在創建DStream對象時,會先初始化其父類InputDStream,在InputDStream中實現將自身加入DStreamGraph中。
ssc.graph.addInputStream(this)
InputDStream之類都有一個getReceiver()方法,此方法用來獲取Receiver對象,用於接收數據。
def getReceiver(): Receiver[T] = {
new SocketReceiver(host, port, bytesToObjects, storageLevel)
}
需要注意的是,DStream中算子的轉換,和RDD中的轉換一樣都是屬於惰性計算。只有遇到output算子(如print操作)時,纔會將DStream轉換爲ForEachDStream,並調用register方法作爲OutputStream註冊到DStreamGraph的outputStreams列表。
def print(num: Int): Unit = ssc.withScope {
def foreachFunc: (RDD[T], Time) => Unit = {
(rdd: RDD[T], time: Time) => {
val firstNum = rdd.take(num + 1)
// scalastyle:off println
println("-------------------------------------------")
println(s"Time: $time")
println("-------------------------------------------")
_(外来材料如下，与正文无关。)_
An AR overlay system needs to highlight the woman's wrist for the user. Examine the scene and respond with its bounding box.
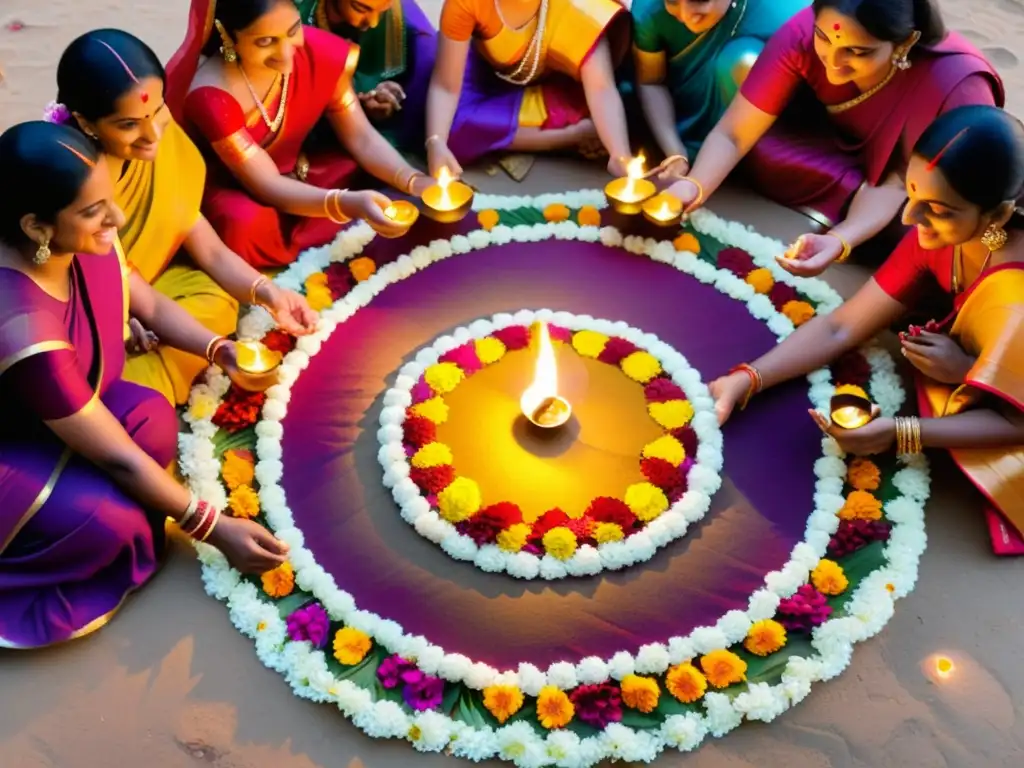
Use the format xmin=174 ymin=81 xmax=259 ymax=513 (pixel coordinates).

firstNum.take(num).foreach(println)
if (firstNum.length > num) println("...")
println()
// scalastyle:on println
}
}
foreachRDD(context.sparkContext.clean(foreachFunc), displayInnerRDDOps = false)
}
private def foreachRDD(
foreachFunc: (RDD[T], Time) => Unit,
displayInnerRDDOps: Boolean): Unit = {
new ForEachDStream(this,
context.sparkContext.clean(foreachFunc, false), displayInnerRDDOps).register()
}
其中ForEachDStream不同於其它DStream的地方是其重載了generateJob方法。
/**
* DStream的所有output操作,都會調用ForEachDStream的generatorJob()方法
* 然後底層就會觸發job的提交。
*/
override def generateJob(time: Time): Option[Job] = {
parent.getOrCompute(time) match {
case Some(rdd) =>
val jobFunc = () => createRDDWithLocalProperties(time, displayInnerRDDOps) {
foreachFunc(rdd, time)
}
Some(new Job(time, jobFunc))
case None => None
}
}
3. 啓動過程
在上述初始化過程完成之後,有一個方法時必須要調用的,這個方法就是StreamingContext的start()方法,用來啓動一個Spark Streaming應用程序。在這個方法中會創建StreamingContext相關的另外兩個組件:ReceiverTracker和JobGenerator。另外,在Spark集羣的某個Worker節點的Executor中啓動整個Spark Streaming應用程序的Input DStream對應的Receiver。
在StreamingContext的start()方法中,最最重要的是調用了JobScheduler的start()方法。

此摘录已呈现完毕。